# Theater Programs



## bluesbabypoet (Aug 18, 2004)

Our school is really lucky to have an awesome theater program. Our drama department is HUGE and expanding by the year. Currently we have 3 theater classes too. The only problem? Out of 3 theater classes (i've taken 2) not once has anyone ever mentioned that theres something other than acting that has to be done. I get not wanting to throw too much at people, but the third class (the one I haven't taken) is musical theater, seriously doubt theres gonna be any tech or costuming in there. 

Well, with that all said, any ideas of how I could clue my advisor in to the fact that we need to address the tech part of theater too? We've tried telling her but she tends to blow us off. Any more, shall i say, creative ideas?


----------



## avkid (Aug 18, 2004)

tell them they have to do a complete show without trained people, see how they fall down


----------



## Radman (Aug 18, 2004)

>|||///__ 

> = you
| = them
/ = them falling
__= them fallen

Probably would fall down like that.


----------



## avkid (Aug 18, 2004)

yes it would (evil laugh)


----------



## zac850 (Aug 18, 2004)

If (s)he dosen't know how to run your light board or sound board, just sit (s)he down infront of the board and say "ok, you run the show, I'll go act in it, we'll see which is easier".

Then push them over and make them fall down.... just not on the board, that could hurt the board.


----------



## sallyj (Aug 19, 2004)

You say you have a huge theatre dept.
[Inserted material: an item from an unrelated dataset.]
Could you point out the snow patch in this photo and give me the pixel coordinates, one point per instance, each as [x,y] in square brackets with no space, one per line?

Do you mean huge like in students involved, or number of shows you do? Or both? Are there a lot of students interested in tech classes? Who does tech for your shows?
Without knowing that stuff, my gut instinct is to gather numbers of people who are interested in learning about tech. The more students who come forward, the more inclined teachers and admin are willing to listen. The dept is expanding every year. Maybe tech will be forthcoming in the following years, which will be of no help to you now. But if you can find out if it is in the works, that would be helpful. If there are no future plans for tech education in your high school, this could give you something to work on. Just pushing forward without knowing this stuff could hurt the cause. But most important is numbers of students interested. Does this help? 

SJM


----------



## Radman (Aug 25, 2004)

Or do you just have lots of funding?


----------



## Foxinabox10 (Aug 25, 2004)

Personally at some times it's better to have a few people who know what they're doing in tech stuff. Once too many actors know what they're doing somewhat, they'll be up in the booth and mess something up or try to tell you how to do something.


----------



## bluesbabypoet (Aug 31, 2004)

wow, this posting thing isnt workin well for me. but ya, we have a ton of students both in the shows and in the classes (we've expanded to 4 full theater classes this year) and no money. we have a few people on crew who can run the board but its crazy if the 3 of us are all gone. i just wish we would at least visit it some. even if it wasnt specific for our stage, just say that, yes someone does have to work on the things youre sitting on/looking at/walking on/talking into.


----------



## __WWW__ (Sep 1, 2004)

ahhh we have theater 1 theater 2 and stagecraft, stagecraft is techinal but very basic. They really arent with the theater program after school. but some people do join from that.


----------



## propmonkey (Sep 19, 2004)

we have a pretty good program. we did have 4 theatre classes: preforming arts, advanced acting, theatre arts, and theatre crafts. they cut theatre arts and theatre crafts this year. we do 2 shows a year a fall play and spring musical. we have some rentals. i was really hopig to take theatre arts so i can get a jump on it in college. if still really want to take i can take a porter scholar at the local college. they teach it in 2 semisters we used to teach it in 2 terms. if they dont have theatre crafts i can take an independent study of it next year. in a few years with out all the theatre classes we are going to be limited. 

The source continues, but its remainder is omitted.